A distinct cultural value of pluralism regulated the interaction of sects, cults, traditions and languages in the region forming Karnataka today. In fact, this pluralism was the encompassing bond when Islam and Christianity registered their presence in the region from diverse sites. This pluralism held on its own even when passions generated by Kannada linguistic identity threatened to displace it in the 1950s and 1960s. There is a widespread feeling today that this pluralism is under attack, through a vicious design of exclusion.
The rural-urban disconnect is far wider here compared to any other State in southern India with immense resources and opportunities concentrated in Bengaluru. While it denies the poor, the migrant and the refugee a decent living space in the city, it sucks resources from the hinterland to it in umpteen ways. While the capital itself needs to find its breathing space, no serious development can be envisaged without developing nodal centres of development all across the State and particularly in northern Karnataka.
The record of employment generation in Karnataka, although impressive compared to many other States, is far off the promise made by the Congress in 2013. The State holds immense possibilities of generating alternative modes of employment. This requires a different approach than crunching numbers that the bureaucracy is familiar with.

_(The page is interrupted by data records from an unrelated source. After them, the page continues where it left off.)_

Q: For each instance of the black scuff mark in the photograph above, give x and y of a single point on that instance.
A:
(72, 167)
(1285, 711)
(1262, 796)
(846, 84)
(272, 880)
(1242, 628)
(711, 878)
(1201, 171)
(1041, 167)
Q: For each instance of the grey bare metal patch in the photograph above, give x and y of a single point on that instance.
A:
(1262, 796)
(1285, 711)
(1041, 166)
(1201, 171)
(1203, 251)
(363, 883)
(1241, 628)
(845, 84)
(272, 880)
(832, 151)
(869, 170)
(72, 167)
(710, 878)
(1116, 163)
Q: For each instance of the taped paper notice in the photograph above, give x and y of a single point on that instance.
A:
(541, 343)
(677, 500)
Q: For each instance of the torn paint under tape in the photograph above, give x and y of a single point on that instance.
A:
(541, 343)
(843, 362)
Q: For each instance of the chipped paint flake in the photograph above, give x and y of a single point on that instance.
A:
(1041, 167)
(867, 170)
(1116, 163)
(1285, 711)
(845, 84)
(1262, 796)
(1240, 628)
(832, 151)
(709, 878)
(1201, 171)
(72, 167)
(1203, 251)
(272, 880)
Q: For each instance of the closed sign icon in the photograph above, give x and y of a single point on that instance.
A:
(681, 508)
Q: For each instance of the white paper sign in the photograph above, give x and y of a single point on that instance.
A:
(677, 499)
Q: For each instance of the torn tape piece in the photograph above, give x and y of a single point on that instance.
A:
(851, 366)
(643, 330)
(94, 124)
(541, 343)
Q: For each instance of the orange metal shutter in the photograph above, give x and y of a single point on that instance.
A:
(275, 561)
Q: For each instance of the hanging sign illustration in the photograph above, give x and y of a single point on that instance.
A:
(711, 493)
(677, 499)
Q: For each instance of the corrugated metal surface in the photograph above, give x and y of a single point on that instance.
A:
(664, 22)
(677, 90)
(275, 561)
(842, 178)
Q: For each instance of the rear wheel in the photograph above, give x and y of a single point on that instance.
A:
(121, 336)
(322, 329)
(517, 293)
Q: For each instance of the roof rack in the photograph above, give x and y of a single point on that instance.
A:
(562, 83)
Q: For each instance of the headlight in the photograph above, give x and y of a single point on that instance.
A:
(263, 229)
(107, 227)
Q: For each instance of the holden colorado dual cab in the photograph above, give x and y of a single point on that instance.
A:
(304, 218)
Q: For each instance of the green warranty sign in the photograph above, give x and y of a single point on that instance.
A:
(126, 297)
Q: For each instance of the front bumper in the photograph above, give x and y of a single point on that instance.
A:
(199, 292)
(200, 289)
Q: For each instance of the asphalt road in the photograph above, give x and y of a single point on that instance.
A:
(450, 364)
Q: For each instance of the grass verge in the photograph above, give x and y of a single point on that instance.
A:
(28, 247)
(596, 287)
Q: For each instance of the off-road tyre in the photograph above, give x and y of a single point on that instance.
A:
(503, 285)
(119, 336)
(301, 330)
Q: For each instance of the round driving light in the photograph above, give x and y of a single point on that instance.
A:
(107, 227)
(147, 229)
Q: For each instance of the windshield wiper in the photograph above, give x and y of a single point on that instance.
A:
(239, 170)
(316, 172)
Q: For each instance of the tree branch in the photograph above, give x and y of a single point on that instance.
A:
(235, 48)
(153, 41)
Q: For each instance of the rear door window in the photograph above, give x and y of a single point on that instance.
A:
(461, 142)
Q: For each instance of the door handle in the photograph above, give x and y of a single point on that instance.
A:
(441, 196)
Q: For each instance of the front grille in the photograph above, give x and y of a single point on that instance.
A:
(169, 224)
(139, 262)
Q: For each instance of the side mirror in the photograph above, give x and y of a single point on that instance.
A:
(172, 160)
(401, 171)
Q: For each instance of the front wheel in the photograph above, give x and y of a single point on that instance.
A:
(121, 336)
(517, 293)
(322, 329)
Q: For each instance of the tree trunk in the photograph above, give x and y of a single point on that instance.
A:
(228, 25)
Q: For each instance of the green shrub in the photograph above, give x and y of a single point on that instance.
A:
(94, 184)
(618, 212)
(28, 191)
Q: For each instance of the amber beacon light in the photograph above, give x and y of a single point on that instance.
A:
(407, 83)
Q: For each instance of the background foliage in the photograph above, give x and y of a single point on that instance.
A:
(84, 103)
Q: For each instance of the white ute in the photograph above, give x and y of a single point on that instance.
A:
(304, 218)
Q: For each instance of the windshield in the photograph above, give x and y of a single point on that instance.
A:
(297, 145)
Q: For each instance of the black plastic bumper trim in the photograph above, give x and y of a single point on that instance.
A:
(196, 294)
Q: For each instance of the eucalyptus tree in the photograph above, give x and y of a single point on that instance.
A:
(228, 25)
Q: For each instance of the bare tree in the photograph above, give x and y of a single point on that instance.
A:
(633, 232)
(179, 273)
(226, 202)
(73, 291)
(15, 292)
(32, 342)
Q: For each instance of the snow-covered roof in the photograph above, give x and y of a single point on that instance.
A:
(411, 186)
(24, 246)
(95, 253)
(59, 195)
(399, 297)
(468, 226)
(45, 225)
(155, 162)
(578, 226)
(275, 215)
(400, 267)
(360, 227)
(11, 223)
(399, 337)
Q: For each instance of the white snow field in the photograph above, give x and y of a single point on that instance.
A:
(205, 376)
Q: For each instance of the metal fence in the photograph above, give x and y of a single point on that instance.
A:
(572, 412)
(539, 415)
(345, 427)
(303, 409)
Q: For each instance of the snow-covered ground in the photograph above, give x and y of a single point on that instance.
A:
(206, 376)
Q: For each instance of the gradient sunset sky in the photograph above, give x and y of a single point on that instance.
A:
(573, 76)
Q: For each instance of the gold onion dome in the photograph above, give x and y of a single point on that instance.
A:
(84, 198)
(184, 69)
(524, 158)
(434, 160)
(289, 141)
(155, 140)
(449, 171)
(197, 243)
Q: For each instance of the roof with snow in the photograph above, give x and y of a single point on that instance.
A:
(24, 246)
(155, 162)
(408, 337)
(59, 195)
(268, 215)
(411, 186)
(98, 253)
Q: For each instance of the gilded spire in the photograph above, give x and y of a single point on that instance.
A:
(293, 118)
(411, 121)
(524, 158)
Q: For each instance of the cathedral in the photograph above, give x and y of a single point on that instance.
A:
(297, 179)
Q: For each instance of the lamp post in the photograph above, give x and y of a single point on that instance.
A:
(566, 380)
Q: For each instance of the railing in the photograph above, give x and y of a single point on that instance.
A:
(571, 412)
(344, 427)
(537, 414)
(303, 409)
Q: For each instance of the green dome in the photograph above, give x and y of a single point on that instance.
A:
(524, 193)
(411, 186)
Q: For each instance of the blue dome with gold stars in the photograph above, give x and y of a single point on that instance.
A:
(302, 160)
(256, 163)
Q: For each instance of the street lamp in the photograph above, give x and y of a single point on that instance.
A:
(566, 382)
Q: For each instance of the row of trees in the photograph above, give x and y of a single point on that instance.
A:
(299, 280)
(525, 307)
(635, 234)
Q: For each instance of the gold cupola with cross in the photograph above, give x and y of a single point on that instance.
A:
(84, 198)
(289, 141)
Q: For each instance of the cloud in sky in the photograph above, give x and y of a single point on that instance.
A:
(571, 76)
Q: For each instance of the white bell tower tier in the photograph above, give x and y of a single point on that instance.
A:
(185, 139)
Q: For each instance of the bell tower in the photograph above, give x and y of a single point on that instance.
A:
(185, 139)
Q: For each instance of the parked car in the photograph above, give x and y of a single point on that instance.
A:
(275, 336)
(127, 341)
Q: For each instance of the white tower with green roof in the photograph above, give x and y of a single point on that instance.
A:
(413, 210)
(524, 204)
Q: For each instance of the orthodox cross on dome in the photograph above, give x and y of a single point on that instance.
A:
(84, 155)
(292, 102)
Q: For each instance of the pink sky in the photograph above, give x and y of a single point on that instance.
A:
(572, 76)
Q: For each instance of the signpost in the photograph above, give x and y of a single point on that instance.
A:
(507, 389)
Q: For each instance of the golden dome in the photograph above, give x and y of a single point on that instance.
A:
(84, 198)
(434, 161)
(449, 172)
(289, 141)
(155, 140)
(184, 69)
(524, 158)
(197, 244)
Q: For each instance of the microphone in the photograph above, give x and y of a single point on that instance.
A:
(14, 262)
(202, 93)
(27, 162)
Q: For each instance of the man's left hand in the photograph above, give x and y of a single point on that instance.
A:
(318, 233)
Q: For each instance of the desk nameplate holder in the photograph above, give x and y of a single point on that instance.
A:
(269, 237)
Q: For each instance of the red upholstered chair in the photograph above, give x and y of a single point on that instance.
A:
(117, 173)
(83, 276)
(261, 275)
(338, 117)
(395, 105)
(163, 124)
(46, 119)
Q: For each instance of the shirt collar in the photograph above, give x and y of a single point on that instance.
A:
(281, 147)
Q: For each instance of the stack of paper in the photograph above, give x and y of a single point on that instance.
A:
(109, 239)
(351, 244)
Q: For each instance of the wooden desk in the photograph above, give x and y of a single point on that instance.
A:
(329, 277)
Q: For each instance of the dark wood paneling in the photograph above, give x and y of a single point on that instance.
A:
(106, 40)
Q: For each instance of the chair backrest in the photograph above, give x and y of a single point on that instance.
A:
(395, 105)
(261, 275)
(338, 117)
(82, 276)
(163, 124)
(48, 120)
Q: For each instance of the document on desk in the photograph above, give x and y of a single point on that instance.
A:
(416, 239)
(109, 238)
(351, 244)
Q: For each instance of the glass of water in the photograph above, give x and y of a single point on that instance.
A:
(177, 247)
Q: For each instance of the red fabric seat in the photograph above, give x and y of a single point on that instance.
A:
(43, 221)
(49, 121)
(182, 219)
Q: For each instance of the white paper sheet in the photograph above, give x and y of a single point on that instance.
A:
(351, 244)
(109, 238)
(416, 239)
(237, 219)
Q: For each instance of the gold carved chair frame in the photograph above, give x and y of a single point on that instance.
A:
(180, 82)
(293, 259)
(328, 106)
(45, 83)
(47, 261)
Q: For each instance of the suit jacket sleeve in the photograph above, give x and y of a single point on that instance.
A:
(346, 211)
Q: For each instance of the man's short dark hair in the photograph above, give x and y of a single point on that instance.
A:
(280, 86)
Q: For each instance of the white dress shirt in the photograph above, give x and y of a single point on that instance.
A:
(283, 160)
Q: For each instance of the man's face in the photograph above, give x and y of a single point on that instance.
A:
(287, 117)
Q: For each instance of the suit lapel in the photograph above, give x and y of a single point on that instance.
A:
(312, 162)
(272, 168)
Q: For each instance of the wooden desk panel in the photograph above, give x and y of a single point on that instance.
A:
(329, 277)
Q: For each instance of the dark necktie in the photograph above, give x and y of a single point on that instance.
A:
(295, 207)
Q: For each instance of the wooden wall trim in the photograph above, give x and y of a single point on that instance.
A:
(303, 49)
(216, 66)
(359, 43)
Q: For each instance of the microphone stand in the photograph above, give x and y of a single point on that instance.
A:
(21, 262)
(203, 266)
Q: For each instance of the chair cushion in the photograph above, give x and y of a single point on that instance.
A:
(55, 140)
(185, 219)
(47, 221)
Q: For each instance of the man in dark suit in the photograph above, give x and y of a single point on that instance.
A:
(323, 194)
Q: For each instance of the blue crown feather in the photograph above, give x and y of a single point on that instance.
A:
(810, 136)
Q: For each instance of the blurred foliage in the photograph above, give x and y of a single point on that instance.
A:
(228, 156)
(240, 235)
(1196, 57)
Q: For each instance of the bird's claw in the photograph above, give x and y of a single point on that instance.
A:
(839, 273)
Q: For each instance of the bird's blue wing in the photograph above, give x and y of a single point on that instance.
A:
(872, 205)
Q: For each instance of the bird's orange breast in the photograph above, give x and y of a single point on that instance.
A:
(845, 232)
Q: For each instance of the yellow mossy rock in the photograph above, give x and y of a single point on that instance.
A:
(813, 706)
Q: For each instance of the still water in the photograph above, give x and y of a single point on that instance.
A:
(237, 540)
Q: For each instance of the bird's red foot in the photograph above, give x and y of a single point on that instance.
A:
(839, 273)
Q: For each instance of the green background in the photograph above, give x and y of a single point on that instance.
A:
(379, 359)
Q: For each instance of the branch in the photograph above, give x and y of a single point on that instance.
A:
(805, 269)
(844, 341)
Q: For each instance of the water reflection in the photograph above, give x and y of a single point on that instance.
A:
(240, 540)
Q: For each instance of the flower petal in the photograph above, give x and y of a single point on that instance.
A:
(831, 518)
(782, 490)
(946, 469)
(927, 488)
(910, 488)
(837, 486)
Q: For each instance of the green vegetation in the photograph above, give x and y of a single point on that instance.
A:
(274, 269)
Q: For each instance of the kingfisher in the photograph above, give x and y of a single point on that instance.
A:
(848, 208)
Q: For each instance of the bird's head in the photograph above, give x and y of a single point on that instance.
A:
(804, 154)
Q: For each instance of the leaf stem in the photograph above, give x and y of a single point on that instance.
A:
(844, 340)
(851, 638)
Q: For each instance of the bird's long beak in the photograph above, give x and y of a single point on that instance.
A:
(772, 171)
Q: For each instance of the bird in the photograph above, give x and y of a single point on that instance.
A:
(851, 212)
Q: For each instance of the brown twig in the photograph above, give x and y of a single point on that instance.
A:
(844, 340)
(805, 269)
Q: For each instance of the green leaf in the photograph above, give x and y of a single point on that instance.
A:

It was the right time for Mr. Siddaramaiah and the Congress to propose a substantive agenda to reinforce democracy and equality in the State. But the Congress, desperate to win the election, has chosen to ignore tomorrow for today. The BJP is driven by a single point agenda of proving its invincibility than reinforcing democracy. The JD(S) clearly lives in the past, and has little to offer by way of laying the long-term foundations of democracy and development in the State.